In short: how can I execute a+b
such that any loss-of-precision due to truncation is away from zero rather than toward zero?
The Long Story
I'm computing the sum of a long series of floating point values for the purpose of computing the sample mean and variance of the set. Since Var(X) = E(X2) - E(X)2, it suffices to maintain running count of all numbers, the sum of all numbers so far, and the sum of the squares of all numbers so far.
So far so good.
However, it's absolutely required that E(X2) > E(X)2, which due to floating point accuracy isn't always the case. In pseudo-code, the problem is this:
int count;
double sum, sumOfSquares;
...
double value = <current-value>;
double sqrVal = value*value;
count++;
sum += value; //slightly rounded down since value is truncated to fit into sum
sumOfSquares += sqrVal; //rounded down MORE since the order-of-magnitude
//difference between sqrVal and sumOfSquares is twice that between value and sum;
For variable sequences, this isn't a big issue - you end up slightly under-estimating the variance, but it's often not a big issue. However, for constant or almost-constant sets with a non-zero mean, it can mean that E(X2) < E(X)2, resulting in a negative computed variance, which violates expectations of consuming code.
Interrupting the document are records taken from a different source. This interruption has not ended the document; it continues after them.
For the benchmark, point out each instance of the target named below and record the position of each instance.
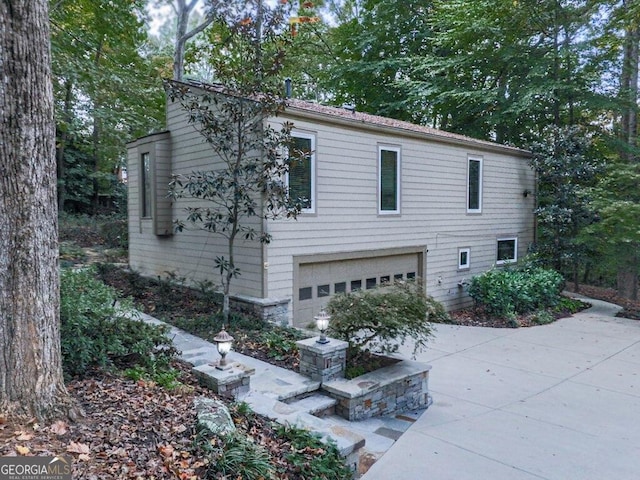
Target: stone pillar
(233, 382)
(322, 361)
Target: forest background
(557, 77)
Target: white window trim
(398, 179)
(146, 176)
(475, 158)
(515, 250)
(466, 266)
(311, 137)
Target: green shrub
(511, 291)
(281, 341)
(95, 334)
(383, 318)
(241, 458)
(115, 232)
(315, 459)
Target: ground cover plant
(139, 429)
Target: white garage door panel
(317, 281)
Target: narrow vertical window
(301, 176)
(145, 184)
(507, 251)
(464, 261)
(474, 185)
(389, 180)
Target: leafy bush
(115, 233)
(315, 459)
(94, 333)
(377, 319)
(507, 291)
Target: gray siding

Now, I know about Kahan Summation, which isn't an attractive solution. Firstly, it makes the code susceptible to optimization vagaries (depending on optimization flags, code may or may not exhibit this problem), and secondly, the problem isn't really due to the precision - which is good enough - it's because addition introduces systematic error towards zero. If I could execute the line
sumOfSquares += sqrVal;
in such a way as to ensure that sqrVal is rounded up, not down, into the precision of sumOfSquares, I'd have a numerically reasonable solution. But how can I achieve that?
Edit: Finished question - why does pressing enter in the drop-down-list in the tag field submit the question anyhow?